青色のコップを手に取った御巫は、それをかごドローンの中に入れ、続いて赤色のコップを、
「待て待て、コップの数多くない? 予備?」
「ん? そりゃあわたしの分も買ってるしね」
御巫の分……? いや、別に御巫がこの機に小物を新調しようが何もおかしくはないんだけど、そのう……色違いだとなんかこう、ペアルックっぽい感じがさぁ……。

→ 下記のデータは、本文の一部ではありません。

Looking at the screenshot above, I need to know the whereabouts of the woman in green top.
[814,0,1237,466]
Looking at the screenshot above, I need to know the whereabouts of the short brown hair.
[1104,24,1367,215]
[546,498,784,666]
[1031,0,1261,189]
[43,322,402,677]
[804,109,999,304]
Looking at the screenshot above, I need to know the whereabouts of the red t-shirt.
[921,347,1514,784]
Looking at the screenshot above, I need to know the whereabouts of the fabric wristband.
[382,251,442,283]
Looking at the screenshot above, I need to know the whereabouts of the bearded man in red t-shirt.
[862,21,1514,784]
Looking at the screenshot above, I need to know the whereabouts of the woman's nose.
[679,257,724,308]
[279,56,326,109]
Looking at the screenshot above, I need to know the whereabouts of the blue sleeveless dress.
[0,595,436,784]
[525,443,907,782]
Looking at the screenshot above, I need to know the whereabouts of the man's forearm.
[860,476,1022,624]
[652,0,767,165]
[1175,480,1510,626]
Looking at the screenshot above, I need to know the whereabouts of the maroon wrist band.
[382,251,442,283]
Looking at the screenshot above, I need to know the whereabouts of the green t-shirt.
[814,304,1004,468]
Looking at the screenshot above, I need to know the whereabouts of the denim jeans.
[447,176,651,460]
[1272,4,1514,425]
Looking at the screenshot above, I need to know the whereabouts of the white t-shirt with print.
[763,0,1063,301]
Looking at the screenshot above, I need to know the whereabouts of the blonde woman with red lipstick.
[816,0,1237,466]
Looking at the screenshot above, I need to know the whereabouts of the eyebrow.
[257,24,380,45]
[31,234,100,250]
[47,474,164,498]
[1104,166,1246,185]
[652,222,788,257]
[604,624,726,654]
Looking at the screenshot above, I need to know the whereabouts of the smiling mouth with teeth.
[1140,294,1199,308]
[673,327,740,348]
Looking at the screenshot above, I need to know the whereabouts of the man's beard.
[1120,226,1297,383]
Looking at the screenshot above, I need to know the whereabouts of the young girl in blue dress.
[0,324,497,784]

「デザインの統一感とか気にするタイプじゃないだろ? 御巫」
「そうだけどほら。新生活応援フェア」
そう言って、御巫は展開したままだったホログラムウインドウの表示を指差す。
先程と同じように表示されている、『新生活応援フェア』の文字……
「住所が同じ二人が対象になると、他のフェアと重複して価格が割安になるんだって。友悟はまだまだお金節約したいでしょ? これを使わない手はないよ」
「却ッッッッッ下ッッッッッ!!!!!!!!」
確かに! 確かに俺達が置かれている住的環境は客観的に見たら同棲なのかもしれないが…………!!
それを認めて利用したら、終わる! 何かは分からないが、確実に終わる! なのでダメ! ダメでーす!!!!
────その後、俺の必死の抵抗により、適用される割引は派遣留学生フェアと新学期フェアのみとなった。理論値よりは割高になったが、俺の精神的安寧という意味では安上がりだったと言わせてもらおう。流石に俺にそこまでの覚悟はありません。彼氏くんではないので。
一歳か二歳か判然としないのは、わざと数え年と満年齢がごっちゃにして話しているからです。正確には数え年で二歳、満一歳ということですね。ちなみに日向は現在満一五歳です。